In a key investigate of sixty three advanced patients, eighty three percent went into remission soon after receiving the CAR-T cells. Importantly, it’s not clear how long that benefit lasts: Some patients did relapse months later. The others still are being tracked to see how they fare long-term.

Still, “a far higher percentage of patients go into remission with this therapy than anything else we’ve seen to date with relapsed leukemia,” said Dr. Ted Laetsch of the University of Texas Southwestern Medical Center, one of the explore sites. “I wouldn’t say we know for sure how many will be cured yet by this therapy. There certainly is a hope” that some will be.

Most patients suffered side effects that can be grueling, even life-threatening. An immune overreaction called “cytokine release syndrome” can trigger high fevers, plummeting blood pressure and in severe cases organ harm, side effects that require sophisticated care to help patients without blocking the cancer attack. The FDA designated a treatment for those side effects Wednesday.

“This is remarkable technology,” said Dr. Mikkael Sekeres of the American Society of Hematology. But, he cautioned that CAR-T “isn’t a panacea.”

Among concerns, sometimes leukemia can develop resistance, and sometimes patients worsen while waiting for their fresh cells, said Sekeres, who directs the Cleveland Clinic’s leukemia program and wasn’t involved with CAR-T testing.

“Unluckily leukemia grows so rapidly that it can evade even the smartest of our technologies,” he added.

To better ensure patient safety, the FDA is requiring Novartis to suggest CAR-T therapy only through medical centers specially trained and certified to treat the complicated treatment.
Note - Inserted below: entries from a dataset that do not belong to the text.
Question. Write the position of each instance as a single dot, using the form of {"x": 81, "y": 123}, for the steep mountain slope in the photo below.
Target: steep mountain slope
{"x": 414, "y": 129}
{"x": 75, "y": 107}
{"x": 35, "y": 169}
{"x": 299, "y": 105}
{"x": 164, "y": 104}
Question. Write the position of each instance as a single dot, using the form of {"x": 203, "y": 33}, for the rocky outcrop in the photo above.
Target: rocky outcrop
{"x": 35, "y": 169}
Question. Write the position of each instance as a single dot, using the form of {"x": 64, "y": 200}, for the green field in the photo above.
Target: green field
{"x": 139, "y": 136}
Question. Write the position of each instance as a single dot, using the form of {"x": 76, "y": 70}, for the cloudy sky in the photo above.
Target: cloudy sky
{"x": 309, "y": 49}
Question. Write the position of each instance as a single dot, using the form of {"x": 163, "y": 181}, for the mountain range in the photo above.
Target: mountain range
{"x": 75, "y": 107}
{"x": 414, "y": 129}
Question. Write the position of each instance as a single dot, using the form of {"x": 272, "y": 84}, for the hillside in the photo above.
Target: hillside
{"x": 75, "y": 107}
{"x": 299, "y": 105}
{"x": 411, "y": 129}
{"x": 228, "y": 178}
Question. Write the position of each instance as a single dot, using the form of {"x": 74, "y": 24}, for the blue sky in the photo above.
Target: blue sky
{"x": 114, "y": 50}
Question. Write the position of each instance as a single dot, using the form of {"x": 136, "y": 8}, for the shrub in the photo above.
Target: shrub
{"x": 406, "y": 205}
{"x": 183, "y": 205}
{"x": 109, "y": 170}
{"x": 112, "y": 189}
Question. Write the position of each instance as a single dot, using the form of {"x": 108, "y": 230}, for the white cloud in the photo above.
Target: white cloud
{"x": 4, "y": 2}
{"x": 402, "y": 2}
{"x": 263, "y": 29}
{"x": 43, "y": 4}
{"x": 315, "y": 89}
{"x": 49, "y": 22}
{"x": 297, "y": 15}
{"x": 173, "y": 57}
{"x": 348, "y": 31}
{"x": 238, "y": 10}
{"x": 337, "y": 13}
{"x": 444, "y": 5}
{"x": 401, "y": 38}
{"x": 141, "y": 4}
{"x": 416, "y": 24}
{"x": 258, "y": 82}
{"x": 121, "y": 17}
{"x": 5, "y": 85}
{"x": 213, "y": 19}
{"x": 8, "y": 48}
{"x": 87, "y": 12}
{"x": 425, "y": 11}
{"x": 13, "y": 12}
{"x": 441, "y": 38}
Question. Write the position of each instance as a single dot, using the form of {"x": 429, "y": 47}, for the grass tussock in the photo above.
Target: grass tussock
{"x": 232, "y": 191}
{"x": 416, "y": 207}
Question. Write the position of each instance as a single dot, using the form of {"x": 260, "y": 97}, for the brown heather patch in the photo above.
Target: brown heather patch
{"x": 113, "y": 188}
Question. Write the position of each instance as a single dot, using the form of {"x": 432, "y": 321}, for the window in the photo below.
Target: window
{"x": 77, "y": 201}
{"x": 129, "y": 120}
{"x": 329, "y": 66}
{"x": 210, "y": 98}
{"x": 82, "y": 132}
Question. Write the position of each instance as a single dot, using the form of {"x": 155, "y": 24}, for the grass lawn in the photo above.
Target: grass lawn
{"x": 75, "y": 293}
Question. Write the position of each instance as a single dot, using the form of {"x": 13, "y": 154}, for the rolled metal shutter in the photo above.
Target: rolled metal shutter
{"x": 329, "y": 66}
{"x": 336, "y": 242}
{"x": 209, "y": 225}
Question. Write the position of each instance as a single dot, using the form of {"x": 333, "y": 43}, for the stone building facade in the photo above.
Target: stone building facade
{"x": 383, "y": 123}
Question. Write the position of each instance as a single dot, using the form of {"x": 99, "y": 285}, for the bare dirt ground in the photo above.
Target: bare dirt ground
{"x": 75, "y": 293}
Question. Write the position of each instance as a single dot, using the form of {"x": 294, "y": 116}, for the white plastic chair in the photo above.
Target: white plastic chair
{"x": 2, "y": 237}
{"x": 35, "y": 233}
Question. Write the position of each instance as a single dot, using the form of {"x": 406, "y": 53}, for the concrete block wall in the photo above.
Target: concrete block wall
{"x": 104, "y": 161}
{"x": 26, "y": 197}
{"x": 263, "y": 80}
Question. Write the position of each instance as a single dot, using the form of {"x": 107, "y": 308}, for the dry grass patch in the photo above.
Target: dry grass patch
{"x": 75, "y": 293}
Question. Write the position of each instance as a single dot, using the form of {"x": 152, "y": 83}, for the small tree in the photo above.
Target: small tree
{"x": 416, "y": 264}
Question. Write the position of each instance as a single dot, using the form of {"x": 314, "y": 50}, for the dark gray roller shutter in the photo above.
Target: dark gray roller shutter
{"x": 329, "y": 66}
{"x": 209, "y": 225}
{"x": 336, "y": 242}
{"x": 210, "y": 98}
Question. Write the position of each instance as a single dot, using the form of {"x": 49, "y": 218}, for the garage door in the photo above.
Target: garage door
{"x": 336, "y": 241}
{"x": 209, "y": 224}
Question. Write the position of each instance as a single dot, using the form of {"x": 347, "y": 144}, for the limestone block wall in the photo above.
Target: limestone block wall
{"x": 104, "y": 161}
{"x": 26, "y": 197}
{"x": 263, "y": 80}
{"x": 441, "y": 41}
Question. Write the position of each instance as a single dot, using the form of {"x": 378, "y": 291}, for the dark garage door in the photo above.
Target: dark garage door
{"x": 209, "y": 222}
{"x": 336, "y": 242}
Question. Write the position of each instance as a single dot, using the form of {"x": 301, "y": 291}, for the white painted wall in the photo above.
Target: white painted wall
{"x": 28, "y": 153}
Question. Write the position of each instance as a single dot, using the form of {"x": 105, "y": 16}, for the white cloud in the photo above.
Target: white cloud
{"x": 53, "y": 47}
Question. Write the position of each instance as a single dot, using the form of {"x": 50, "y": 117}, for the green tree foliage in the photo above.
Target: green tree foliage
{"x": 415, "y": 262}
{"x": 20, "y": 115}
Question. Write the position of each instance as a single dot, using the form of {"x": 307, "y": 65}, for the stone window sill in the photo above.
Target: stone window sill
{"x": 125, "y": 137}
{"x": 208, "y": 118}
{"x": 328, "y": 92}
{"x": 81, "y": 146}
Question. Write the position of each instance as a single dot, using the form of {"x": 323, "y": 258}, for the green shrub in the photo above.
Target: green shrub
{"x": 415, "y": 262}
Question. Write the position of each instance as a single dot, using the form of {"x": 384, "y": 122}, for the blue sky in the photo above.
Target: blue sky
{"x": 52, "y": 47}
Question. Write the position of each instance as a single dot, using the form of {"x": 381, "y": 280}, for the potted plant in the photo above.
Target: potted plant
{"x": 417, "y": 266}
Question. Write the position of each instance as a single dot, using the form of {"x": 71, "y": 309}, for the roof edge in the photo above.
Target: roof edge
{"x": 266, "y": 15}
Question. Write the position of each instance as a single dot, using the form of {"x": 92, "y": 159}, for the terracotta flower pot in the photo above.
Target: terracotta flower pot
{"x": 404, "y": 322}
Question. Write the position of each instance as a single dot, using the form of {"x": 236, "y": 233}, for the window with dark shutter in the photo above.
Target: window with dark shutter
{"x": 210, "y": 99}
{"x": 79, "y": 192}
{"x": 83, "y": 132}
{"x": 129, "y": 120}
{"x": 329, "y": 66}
Novartis expects to have thirty two centers around the country, mostly in large cities, running by year’s end, with the very first twenty suggesting care within the next month.

Patients’ collected immune cells will be frozen and shipped to a Novartis factory in Fresh Jersey that creates each dose, a process the company says should take about three weeks. The $475,000 price tag doesn’t include the cost of needed hospitalizations, travel to a certified hospital and other expenses.

On a conference call Wednesday, Novartis executives said the company is working with the Medicaid program and private insurers and expects broad coverage, and will suggest some financial assistance with such things as copay and travel costs. But they didn’t promise all patients would be able to get the therapy.

For some patients, the fresh CAR-T therapy might substitute bone marrow transplants that cost more than half a million dollars, noted Grupp, who led the Novartis probe.

“I don’t want to be an apologist for high drug prices in the U.S.,” Grupp stressed. But if it’s the last treatment they need, “that’s a truly significant one-time investment in their wellness, especially in kids who have a entire lifetime ahead of them.”

“This is a turning point in the fight” against ALL, said Penn’s Dr. Carl June, who pioneered the therapy.

But he and other researchers say thousands more patients eventually may benefit. Kite Pharma’s similar CAR-T brand, developed by the National Cancer Institute, is expected to win approval later this year to treat aggressive lymphoma, and Juno Therapeutics and other companies are studying their own versions against blood cancers including numerous myeloma.

Scientists around the country also are attempting to make CAR-T therapies that could fight more common solid tumors such as brain, breast or pancreatic cancers — a firmer next step.

“Albeit narrow in scope, today’s FDA ruling is a milestone,” said Dr. David Maloney of the Fred Hutchinson Cancer Research Center in Seattle, whose team has worked with Juno and is researching CAR-T in a multiplicity of cancers. “Approvals are an significant step, but they’re just the beginning.”

AP Medical Writer Linda A. Johnson in Trenton, Fresh Jersey, contributed to this report.

This Associated Press series was produced in partnership with the Howard Hughes Medical Institute’s Department of Science Education. The AP is solely responsible for all content.